Writing Code for an AI Collaborator
A human teammate remembers their mistakes. They don’t suggest the approach that caused a regression six months ago, because they were there.
An AI assistant starts fresh every session. The code carries forward. The lessons don’t. So you write them into the codebase.
A README explains what the project does. Code comments explain what the code does. Architecture docs explain why it’s structured a certain way. AGENT_GUIDELINES.md explains what the AI assistant will do wrong.
Each entry is an observed failure: something that happened in a real session, got fixed, got written down so the next session doesn’t repeat it. Not “here is good practice.” Here is what you will break if I don’t tell you otherwise.
The _optimized() failure
When asked to “make this faster” or “add a cached version,” AI assistants reliably default to parallel function variants. Ask it to speed up a function and it will hand you back the original plus a _optimized copy:
| |
The first version creates two functions that do the same thing with different signatures. Callers have to pick which one. Some pick the old one. The two implementations drift apart. Six weeks later, someone finds a bug in process_data and fixes it without touching process_data_optimized, because they didn’t know it existed.
The guideline says: extend the existing function. One entry point, optional parameters for the new behavior, old callers unaffected.
The RNG constraint
This is the hardest one to get right because the AI cannot infer it from reading the code.
The simulation uses SplitMix64 for reproducibility. Fixed seed, identical results, every run. That guarantee requires consuming RNG calls in the same sequence every time, regardless of what else happens in the system.
Performance work added caching to the scouting system. The constraint: cache hits must consume identical RNG calls as cache misses.
Say scouting a player consumes several RNG calls to compute their attributes. First run, cache is cold: the calls happen, the RNG state advances. Second run, same seed, cache is warm: scouting hits the cache and skips the computation. Those RNG calls never happen. The state doesn’t advance. Now the next player’s attribute draw starts at the wrong position in the sequence. Different player, different attributes. The simulation is no longer deterministic across warm and cold runs.

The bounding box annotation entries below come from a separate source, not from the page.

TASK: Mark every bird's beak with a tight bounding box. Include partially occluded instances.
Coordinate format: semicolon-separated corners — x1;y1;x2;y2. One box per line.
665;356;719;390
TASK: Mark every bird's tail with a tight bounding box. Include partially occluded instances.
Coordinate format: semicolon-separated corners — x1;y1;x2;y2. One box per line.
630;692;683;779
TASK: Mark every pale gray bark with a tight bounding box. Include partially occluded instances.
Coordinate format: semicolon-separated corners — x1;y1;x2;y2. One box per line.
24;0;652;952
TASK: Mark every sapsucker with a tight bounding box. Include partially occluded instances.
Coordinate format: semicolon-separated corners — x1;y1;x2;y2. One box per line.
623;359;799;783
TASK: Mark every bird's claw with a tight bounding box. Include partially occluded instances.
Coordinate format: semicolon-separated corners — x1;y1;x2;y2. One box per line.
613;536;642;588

The fix: even on a cache hit, consume the same RNG calls. Throw away the results. The cache saves computation time. The RNG state advances the same amount either way.
The test that catches this is simple:
assert run(seed=12345) == run(seed=12345)
First run populates the cache. Second run reads from it. If the outputs differ, something consumed RNG differently.
But before that test existed, the constraint didn’t live in any test suite. It lived in design intent. The AI would read the caching code, see an opportunity to skip unnecessary computation, and remove the “redundant” RNG calls. Existing tests would pass, because nothing was comparing results across cache states. The bug would surface later when someone noticed that first-boot results differed from subsequent runs.
Writing this into AGENT_GUIDELINES.md is what makes the scouting system safe to collaborate on. Without it, the AI will add the cache correctly, the tests will pass, and the failure will be invisible until it isn’t.
Where the AI works best
Not everything in the codebase needs a constraint written around it. The AI is good at profiling, identifying bottlenecks, systematic application of known optimization patterns, writing test scaffolding. Tasks where the pattern is known and the job is applying it at scale.
Game mechanics, data model structure, decisions about what the simulation should actually do: those need human judgment. Letting the AI loose on the wrong problems wastes both our time.
The document grows the same way architecture docs do: something breaks, someone writes it down. The difference is that an architecture doc’s lessons accumulate in the minds of the people who were there. This one accumulates in a file, because that’s the only memory that carries forward between sessions. Which works, until the file gets long enough that loading it burns context before the AI has done anything. At some point, that’s a problem of its own.